In faecal samples, healthy controls were observed with enriched fatty acid metabolism genes, such as phosphate acetyltransferase and 3-hydroxybutyryl-CoA dehydrogenase; and carbohydrate metabolism genes, such as mannose dehydratase, acetate kinase, glucose-6-phosphate isomerase, aldose 1-epimerase, phosphoglucomutase, gluose-1-phosphate adenylyltransferase, triosephosphate isomerase, 6-phosphofructokinase 1 and gluocosamine-6-phosphate deaminase; as well as carbohydrate transportation proteins, such as raffinose/stachyose/melibiose transport system substrate-binding protein and components of multiple sugar transport system. Some of the genes are known to be involved in the pathways generating short-chain fatty acids.
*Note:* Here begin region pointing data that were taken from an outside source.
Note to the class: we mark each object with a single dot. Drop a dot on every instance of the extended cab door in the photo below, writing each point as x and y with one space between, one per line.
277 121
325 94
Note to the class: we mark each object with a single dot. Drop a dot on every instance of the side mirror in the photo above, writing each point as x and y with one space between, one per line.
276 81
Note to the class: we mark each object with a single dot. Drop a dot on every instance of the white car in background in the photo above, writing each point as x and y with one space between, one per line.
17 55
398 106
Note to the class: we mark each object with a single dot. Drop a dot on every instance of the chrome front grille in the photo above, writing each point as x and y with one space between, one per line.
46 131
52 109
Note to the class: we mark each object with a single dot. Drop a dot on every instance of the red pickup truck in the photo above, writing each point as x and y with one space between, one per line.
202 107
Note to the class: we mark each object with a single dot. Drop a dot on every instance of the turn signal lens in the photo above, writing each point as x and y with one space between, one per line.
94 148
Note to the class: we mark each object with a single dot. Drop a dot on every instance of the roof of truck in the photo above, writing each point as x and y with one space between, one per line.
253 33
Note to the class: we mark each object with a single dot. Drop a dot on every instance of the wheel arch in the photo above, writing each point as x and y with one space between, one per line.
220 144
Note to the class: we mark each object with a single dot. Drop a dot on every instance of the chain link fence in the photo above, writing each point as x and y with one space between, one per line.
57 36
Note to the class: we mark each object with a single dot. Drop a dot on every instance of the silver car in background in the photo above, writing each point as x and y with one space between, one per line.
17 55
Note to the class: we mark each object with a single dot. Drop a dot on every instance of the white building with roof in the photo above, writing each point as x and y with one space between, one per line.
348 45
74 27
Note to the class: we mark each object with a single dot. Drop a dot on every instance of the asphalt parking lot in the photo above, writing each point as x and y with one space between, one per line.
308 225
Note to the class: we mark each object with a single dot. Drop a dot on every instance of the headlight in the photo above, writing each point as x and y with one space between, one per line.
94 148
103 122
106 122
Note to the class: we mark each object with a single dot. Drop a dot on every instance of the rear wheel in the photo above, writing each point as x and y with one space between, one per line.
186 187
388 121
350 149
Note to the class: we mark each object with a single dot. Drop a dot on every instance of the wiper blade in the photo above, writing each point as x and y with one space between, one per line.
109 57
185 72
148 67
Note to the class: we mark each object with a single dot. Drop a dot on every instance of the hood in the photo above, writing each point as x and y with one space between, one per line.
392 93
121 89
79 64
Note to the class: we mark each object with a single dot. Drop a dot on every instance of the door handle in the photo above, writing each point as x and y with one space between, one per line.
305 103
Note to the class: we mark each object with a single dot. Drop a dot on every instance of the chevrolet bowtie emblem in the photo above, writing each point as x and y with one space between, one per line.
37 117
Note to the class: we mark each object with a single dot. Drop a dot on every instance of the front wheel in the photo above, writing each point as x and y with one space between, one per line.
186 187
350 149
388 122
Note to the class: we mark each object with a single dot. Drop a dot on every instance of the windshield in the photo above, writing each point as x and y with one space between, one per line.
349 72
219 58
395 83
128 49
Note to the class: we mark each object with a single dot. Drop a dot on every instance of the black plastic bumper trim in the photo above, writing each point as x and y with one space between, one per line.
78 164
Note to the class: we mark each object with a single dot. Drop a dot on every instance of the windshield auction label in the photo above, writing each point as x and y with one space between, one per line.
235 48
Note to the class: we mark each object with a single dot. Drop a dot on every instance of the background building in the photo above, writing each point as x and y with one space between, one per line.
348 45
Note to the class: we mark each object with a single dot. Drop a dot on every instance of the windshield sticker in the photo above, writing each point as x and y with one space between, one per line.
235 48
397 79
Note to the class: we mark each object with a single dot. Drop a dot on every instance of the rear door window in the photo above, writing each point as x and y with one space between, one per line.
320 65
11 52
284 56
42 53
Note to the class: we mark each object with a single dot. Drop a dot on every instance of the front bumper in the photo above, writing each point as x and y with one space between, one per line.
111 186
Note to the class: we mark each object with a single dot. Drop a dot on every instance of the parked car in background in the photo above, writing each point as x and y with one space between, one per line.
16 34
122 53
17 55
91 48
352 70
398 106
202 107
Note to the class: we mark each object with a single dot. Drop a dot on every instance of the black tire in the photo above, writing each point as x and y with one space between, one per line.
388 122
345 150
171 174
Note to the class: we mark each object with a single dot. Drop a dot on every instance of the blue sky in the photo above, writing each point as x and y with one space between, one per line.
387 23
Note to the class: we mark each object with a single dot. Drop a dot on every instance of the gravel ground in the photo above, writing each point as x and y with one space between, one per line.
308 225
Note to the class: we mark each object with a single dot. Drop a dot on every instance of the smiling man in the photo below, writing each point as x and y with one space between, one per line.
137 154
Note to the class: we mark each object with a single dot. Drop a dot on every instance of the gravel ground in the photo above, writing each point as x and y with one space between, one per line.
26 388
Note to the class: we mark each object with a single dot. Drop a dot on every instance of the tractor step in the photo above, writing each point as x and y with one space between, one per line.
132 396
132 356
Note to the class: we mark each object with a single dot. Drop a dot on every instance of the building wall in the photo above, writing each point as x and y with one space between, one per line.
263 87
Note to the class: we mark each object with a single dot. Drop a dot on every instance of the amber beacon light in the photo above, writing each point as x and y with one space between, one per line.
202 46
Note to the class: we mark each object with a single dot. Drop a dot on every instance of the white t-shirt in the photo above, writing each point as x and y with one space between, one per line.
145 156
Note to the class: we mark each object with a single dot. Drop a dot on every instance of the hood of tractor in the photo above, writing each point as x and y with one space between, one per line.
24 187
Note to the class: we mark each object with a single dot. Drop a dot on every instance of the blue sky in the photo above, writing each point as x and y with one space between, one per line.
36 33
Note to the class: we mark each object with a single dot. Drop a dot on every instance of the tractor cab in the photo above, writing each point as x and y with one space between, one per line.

Phosphate acetyltransferase catalyzes the reversible interconversion of acetyl-CoA and acetyl phosphate, which is related to acetate synthesis [69]. Acetate kinase can catalyze the formation of acetyl phosphate from acetate and ATP; and also the reverse reaction to favor the formation of acetate. 3-hydroxybutyryl-CoA dehydrogenase converts 3-hydroxybutanoyl-CoA to acetoacetyl-CoA and is involved in the butanoate metabolism [70,71]. These functions were depleted in patient fecal samples. In patients, the elevated genes were mainly related to amino acid metabolism, such as aspartate carbamoyltransferase catalytic subunit, argininosuccinate lyase and ketol-acid reductoisomerase; and other molecule transporting proteins, such as F-type H + transporting ATPase, preprotein translocase subunit YajC, ABC transport system and N-acetylgucosamine PTS system EIIB components. At the same time, stress response related genes were also found to be enriched in patient faecal samples, such as molecular chaperone HtpG and chaperonin GroES (Fig. 4C).